Thursday, 16 July 2009

What's in a Process Cell

There is currently much discussion about what a Process Cell is as you can see on the Part 5 blog.
As I view it, a Process Cell:
1- is the domain within which batches can be made according to a recipe.
2- contains the collection of equipment (units, and equipment modules) that meet the equipment requirements of the recipes that can be produced in the cell
That is I believe what S88.01 says, but in different words:
S88 (original and latest draft) says
A logical grouping of equipment that includes the equipment required for production of one or more batches. It defines the span of logical control of one set of process equipment within an area.
NOTE - This term applies to both the physical equipment and the equipment entity.

But this really does not define the boundaries of a Cell in the way that we like to put boundaries around Units for example. Why not make an entire plant a process cell? Of course, a cell lives 'in an area' .
So might be that the boundaries of a Process Cell are arbitrary provided they meet the definition.
I have seen several large plants where there are dozens of Units in the Process Cells, and have worked on projects where there were only a few. Why? Because of repetition - if you have many similar units it makes sense to put them into the same process cell because they can run the same recipes. And Recipes execute in Process Cells.

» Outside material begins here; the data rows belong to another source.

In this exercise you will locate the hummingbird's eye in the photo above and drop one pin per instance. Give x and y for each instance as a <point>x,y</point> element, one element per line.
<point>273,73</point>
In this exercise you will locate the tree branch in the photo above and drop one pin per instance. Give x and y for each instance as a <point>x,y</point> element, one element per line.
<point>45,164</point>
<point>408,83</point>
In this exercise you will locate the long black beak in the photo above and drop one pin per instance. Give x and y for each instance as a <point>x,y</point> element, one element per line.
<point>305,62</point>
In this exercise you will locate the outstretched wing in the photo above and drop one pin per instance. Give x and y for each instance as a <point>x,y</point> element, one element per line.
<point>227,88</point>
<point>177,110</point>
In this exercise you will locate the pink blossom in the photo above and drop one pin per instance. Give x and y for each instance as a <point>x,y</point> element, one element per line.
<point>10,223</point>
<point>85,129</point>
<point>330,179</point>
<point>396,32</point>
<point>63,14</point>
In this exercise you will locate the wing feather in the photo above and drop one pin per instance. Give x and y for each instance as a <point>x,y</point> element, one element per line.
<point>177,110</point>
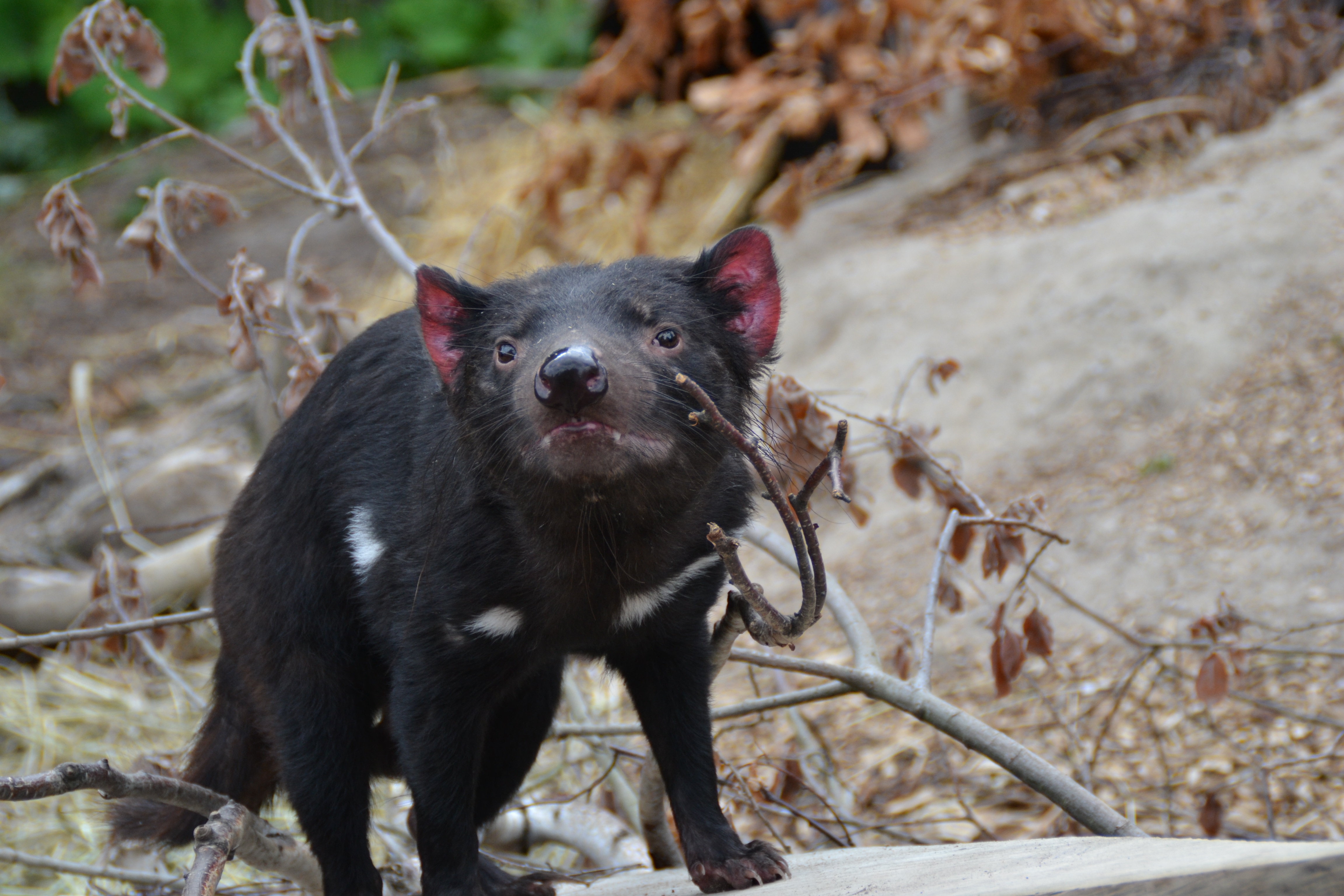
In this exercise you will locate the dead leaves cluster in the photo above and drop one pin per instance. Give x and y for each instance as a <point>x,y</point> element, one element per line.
<point>854,77</point>
<point>175,207</point>
<point>800,433</point>
<point>569,166</point>
<point>72,234</point>
<point>1213,680</point>
<point>1009,652</point>
<point>281,45</point>
<point>115,32</point>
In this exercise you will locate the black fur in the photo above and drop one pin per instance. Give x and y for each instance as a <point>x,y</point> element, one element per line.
<point>448,469</point>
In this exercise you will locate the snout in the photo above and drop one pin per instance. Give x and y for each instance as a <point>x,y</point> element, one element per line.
<point>570,379</point>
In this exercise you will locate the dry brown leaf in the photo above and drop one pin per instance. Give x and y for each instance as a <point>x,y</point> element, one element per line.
<point>1212,816</point>
<point>949,597</point>
<point>118,32</point>
<point>1040,635</point>
<point>800,434</point>
<point>1006,660</point>
<point>72,233</point>
<point>281,46</point>
<point>1212,682</point>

But as Part 1 also says Logical Control
Is that Logical as in mathematics? Or as in intuition?
From the Intuition point of view, it just makes sense to have say solvents handing in a different process cell to reaction doesn't it? Is that enough?
But how about Logical Control? Are we talking about basic control logic - or Procedural Logic?

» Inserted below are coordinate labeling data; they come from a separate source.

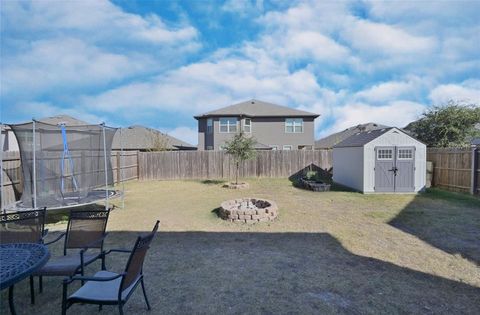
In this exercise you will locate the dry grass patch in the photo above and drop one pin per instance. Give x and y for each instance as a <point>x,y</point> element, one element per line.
<point>330,252</point>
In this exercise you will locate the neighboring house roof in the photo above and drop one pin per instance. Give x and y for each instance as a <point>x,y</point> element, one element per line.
<point>67,120</point>
<point>144,138</point>
<point>256,108</point>
<point>333,139</point>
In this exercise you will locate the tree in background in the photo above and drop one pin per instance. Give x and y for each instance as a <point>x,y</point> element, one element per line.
<point>451,125</point>
<point>242,149</point>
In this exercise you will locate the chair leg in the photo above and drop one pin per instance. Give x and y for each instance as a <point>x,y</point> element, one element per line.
<point>64,299</point>
<point>145,294</point>
<point>40,284</point>
<point>32,290</point>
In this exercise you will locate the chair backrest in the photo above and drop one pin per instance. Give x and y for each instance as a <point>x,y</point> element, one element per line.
<point>22,226</point>
<point>86,227</point>
<point>137,257</point>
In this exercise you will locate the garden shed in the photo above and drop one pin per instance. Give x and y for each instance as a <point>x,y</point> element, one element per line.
<point>380,161</point>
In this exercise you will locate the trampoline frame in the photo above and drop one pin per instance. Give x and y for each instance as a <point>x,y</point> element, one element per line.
<point>117,193</point>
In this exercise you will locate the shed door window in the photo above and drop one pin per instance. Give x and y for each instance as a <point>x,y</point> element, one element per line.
<point>385,154</point>
<point>209,125</point>
<point>405,154</point>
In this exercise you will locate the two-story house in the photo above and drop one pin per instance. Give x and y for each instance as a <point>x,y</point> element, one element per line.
<point>273,126</point>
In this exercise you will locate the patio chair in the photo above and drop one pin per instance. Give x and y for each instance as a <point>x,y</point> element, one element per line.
<point>85,231</point>
<point>24,227</point>
<point>110,288</point>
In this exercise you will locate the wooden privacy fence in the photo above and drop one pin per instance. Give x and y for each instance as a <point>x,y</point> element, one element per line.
<point>219,165</point>
<point>123,170</point>
<point>456,169</point>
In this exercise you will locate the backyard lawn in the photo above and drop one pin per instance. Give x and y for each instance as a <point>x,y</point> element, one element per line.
<point>332,252</point>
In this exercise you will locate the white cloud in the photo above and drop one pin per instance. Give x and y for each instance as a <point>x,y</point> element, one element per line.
<point>467,92</point>
<point>377,38</point>
<point>187,134</point>
<point>40,110</point>
<point>391,90</point>
<point>395,114</point>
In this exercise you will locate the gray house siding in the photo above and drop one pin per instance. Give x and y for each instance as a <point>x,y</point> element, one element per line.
<point>266,130</point>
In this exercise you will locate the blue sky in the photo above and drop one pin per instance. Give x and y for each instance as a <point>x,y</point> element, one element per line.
<point>158,63</point>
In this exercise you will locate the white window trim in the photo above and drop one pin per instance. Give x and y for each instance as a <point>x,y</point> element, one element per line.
<point>401,158</point>
<point>210,130</point>
<point>244,120</point>
<point>385,159</point>
<point>294,125</point>
<point>228,125</point>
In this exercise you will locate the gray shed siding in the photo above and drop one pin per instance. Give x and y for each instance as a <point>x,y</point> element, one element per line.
<point>348,167</point>
<point>266,130</point>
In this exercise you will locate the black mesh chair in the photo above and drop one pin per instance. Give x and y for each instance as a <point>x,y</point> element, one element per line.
<point>23,227</point>
<point>110,288</point>
<point>83,245</point>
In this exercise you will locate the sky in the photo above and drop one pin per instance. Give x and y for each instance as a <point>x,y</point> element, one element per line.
<point>159,63</point>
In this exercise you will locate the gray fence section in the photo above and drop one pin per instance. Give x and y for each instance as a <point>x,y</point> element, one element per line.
<point>219,165</point>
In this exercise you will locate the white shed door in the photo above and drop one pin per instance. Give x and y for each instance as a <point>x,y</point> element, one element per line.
<point>394,169</point>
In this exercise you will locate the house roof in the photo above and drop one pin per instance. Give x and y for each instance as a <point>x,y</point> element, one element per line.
<point>144,138</point>
<point>361,138</point>
<point>333,139</point>
<point>256,108</point>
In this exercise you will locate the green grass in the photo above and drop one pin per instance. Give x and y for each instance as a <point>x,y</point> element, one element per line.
<point>329,252</point>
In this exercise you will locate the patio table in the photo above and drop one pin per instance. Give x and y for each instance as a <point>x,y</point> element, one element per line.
<point>17,262</point>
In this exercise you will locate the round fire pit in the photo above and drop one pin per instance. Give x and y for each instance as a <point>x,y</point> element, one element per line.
<point>248,210</point>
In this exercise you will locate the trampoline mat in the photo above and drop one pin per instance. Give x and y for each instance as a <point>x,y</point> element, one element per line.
<point>69,200</point>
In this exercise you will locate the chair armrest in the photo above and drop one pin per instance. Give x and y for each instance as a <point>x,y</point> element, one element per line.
<point>98,279</point>
<point>95,242</point>
<point>117,250</point>
<point>56,239</point>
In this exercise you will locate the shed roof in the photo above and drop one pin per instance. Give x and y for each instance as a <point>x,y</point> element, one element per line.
<point>361,138</point>
<point>143,138</point>
<point>256,108</point>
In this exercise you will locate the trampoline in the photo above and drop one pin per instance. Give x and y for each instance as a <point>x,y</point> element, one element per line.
<point>64,166</point>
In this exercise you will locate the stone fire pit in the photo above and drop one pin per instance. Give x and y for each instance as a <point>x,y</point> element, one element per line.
<point>248,210</point>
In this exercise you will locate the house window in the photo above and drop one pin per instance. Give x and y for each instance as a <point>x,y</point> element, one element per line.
<point>228,125</point>
<point>384,154</point>
<point>247,125</point>
<point>405,154</point>
<point>209,125</point>
<point>294,125</point>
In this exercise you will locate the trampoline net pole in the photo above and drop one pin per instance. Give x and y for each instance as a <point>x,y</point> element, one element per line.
<point>1,168</point>
<point>105,164</point>
<point>122,165</point>
<point>34,142</point>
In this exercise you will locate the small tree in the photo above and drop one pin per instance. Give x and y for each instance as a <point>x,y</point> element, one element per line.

I think we can forget basic control here so can we somehow make a logical choice based on the Recipes? And one that generally agrees with the intuitive one? I think so.

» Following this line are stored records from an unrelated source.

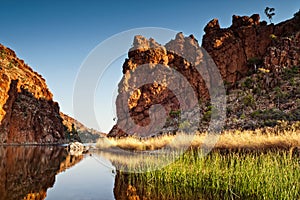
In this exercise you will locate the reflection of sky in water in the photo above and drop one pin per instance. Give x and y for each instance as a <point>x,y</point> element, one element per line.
<point>89,179</point>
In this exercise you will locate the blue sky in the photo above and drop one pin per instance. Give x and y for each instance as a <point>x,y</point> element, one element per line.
<point>54,37</point>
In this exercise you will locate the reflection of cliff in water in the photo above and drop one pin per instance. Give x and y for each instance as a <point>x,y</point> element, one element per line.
<point>27,172</point>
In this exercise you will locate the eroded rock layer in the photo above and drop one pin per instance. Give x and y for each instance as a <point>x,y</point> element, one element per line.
<point>27,112</point>
<point>159,83</point>
<point>247,44</point>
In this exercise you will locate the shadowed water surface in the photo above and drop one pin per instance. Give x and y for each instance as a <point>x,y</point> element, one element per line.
<point>49,172</point>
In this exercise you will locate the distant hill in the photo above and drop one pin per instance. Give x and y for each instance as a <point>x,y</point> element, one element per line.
<point>86,134</point>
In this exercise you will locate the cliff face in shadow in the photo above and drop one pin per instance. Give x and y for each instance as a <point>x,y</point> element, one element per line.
<point>28,113</point>
<point>27,172</point>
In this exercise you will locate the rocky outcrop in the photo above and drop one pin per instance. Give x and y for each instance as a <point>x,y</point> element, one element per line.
<point>160,75</point>
<point>237,50</point>
<point>27,112</point>
<point>248,48</point>
<point>30,120</point>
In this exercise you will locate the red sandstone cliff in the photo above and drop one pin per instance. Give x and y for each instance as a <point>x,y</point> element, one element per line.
<point>164,75</point>
<point>28,113</point>
<point>238,52</point>
<point>249,41</point>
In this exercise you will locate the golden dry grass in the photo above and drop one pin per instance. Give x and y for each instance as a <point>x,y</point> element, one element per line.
<point>259,139</point>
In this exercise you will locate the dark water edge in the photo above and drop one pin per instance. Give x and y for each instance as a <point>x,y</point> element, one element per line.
<point>27,171</point>
<point>50,172</point>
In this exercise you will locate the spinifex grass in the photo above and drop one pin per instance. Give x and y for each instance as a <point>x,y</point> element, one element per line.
<point>271,175</point>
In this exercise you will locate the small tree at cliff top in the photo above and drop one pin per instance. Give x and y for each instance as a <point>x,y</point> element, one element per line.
<point>270,12</point>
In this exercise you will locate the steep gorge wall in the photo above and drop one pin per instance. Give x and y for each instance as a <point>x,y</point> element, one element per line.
<point>157,74</point>
<point>248,40</point>
<point>237,51</point>
<point>28,113</point>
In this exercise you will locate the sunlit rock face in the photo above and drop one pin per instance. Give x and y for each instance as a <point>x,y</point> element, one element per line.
<point>249,40</point>
<point>27,172</point>
<point>28,113</point>
<point>158,82</point>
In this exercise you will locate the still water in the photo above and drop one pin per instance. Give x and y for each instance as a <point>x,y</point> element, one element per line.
<point>49,172</point>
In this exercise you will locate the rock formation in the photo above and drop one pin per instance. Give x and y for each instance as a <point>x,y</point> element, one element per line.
<point>237,50</point>
<point>241,50</point>
<point>27,112</point>
<point>167,76</point>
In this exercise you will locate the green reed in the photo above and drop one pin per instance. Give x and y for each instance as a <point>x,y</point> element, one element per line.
<point>269,175</point>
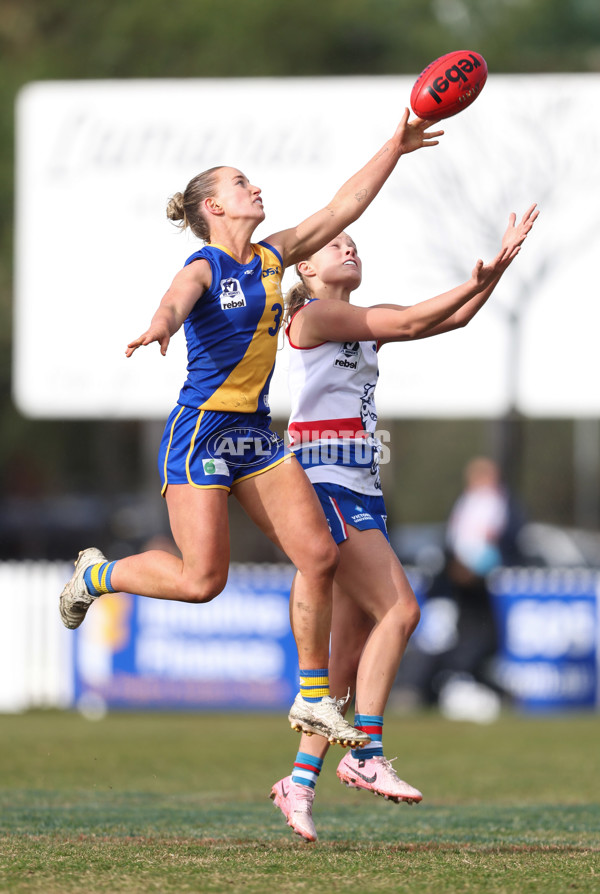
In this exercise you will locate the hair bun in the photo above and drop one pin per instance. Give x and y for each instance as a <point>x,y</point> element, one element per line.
<point>175,210</point>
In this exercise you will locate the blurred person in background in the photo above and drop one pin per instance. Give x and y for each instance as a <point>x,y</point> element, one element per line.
<point>228,298</point>
<point>333,373</point>
<point>451,662</point>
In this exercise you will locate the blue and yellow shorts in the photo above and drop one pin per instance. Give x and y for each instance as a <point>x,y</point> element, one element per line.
<point>206,448</point>
<point>344,507</point>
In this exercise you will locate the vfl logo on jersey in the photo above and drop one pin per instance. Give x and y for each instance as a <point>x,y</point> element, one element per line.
<point>231,294</point>
<point>347,356</point>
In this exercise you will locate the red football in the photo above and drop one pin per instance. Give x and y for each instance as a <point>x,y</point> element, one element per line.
<point>448,85</point>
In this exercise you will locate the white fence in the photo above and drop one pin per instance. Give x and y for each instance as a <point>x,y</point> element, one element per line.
<point>35,648</point>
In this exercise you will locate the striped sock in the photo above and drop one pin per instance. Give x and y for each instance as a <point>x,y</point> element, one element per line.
<point>97,578</point>
<point>306,769</point>
<point>372,725</point>
<point>314,684</point>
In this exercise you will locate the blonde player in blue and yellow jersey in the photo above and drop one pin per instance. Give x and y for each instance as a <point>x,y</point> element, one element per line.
<point>218,438</point>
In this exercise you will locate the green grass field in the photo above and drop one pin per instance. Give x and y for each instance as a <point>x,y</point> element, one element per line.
<point>179,803</point>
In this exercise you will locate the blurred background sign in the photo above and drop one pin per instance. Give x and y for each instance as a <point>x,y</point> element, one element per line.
<point>549,626</point>
<point>98,160</point>
<point>235,652</point>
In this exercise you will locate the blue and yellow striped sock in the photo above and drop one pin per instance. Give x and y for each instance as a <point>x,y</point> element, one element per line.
<point>306,769</point>
<point>97,578</point>
<point>372,725</point>
<point>314,684</point>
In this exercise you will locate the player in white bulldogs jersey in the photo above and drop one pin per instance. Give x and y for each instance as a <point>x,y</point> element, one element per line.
<point>333,372</point>
<point>333,421</point>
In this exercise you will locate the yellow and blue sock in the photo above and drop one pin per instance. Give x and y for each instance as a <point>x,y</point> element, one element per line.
<point>372,725</point>
<point>97,578</point>
<point>314,684</point>
<point>306,769</point>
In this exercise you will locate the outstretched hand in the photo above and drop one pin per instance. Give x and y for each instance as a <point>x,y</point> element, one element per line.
<point>414,135</point>
<point>516,235</point>
<point>154,333</point>
<point>513,239</point>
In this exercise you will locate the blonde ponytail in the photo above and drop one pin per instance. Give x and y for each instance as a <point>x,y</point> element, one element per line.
<point>296,297</point>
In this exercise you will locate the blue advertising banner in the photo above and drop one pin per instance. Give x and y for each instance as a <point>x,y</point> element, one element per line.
<point>236,651</point>
<point>549,624</point>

It depends on finding the Batches, Equipment Requirements and the Routes.
Start by asking where are the batches? If a batch comes out of one unit, and then joins with other batches so that the downstream units are working with bigger batches, or conversely where batches are split up so the downstream units are working on smaller batches then I would have two process cells. In the case of say a plant with feed storage vessels then bioreactor units then intermediate storage then filtration units then product storage I would have something like Feed storage process cell bioreactor process cell intermediate storage process cell filtration process cell product storage process cell And by the way I would call the storage vessels Units.
As for the connectivity, what I mean is that all the euipment in a single Process Cell should permit the transfer connections needed to assemble the instances of required equipment for the Cell's Recipes.